忙中閑あり
No.246
腰痛の医者から「歩くように」と言われていることもあって、合間を見て、連休中の一日、ハイキングというか、軽登山というか、以前からも機会があればと思っていましたが、念願の「賤ヶ岳」(標高421m)へ登ってきました。北陸本線「余呉」駅にて下車、余呉湖の東側の尾根から登りました。写真は、南西方面に広がる琵琶湖の最北東部の一部です。辛うじて竹生島も写っています。帰路は、頂上南側直下のリフトに(は乗らず、)沿った下山路を下り、木ノ本駅まで歩きました。願わくば、リフト乗り場から、東へ下山せず真っ直ぐ尾根を南下、山本山まで歩くコースがいいそうなのですが、時間もなく、今回は断念しました。

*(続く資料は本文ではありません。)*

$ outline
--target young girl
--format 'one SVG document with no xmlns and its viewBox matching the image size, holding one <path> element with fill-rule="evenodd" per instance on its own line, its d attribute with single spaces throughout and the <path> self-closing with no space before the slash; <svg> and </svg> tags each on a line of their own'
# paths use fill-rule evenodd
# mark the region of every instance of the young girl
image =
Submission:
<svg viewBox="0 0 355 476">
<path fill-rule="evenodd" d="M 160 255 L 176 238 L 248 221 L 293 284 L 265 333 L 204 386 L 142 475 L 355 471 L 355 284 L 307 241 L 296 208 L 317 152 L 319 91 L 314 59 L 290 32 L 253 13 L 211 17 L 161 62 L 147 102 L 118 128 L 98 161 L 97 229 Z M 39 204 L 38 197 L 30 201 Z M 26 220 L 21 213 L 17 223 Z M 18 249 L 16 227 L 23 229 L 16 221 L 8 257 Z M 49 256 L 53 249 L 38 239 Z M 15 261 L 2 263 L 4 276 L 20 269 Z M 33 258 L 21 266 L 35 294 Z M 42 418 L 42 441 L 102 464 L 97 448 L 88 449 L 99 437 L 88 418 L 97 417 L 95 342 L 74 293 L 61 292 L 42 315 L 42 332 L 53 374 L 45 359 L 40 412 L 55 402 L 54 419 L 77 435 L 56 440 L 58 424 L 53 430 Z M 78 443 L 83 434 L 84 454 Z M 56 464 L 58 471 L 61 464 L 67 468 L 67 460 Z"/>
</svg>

頂上や山中に、誰が砦を築いたとか、誰と誰が闘ったとか、等々の案内や標識もあり、「歴史好き」の人には、そういう時代に思いをはせる楽しみもあるでしょう。私としては、その砦に石を運んだ人たちの山登りの苦労は如何であったろうか、案内の看板には「兵士の血で余呉湖が真っ赤に染まった」とも書かれていましたが、名もなき雑兵たちは一体どんな想いで戦に参加したのか、させられたのか、といったようなことを思いながらの山中でした。刀や槍が鉄砲と大砲に変わり、今やミサイルと核兵器に変わり果ててしまいましたが、人の命を奪うことが、なぜ戦争なら英雄になるのか、科学技術の研究や発展は一体誰の為に何の為に、といったようなことを、あらためて考えさせられる登山ではありました。
忙中閑ありと、標題には書きましたが、道中にも、電話は相変わらずですし、こちらから掛けなければならない用事もあります。「きょう日中の対応は難しいです」とはご返事しながら、今どこに居ますとは敢えて言わず、電話だけで用を済ますこともできるというのは、やはり便利な世の中になったと、「サボってる」感を和らげてくれる効果もありといったところでしょうか。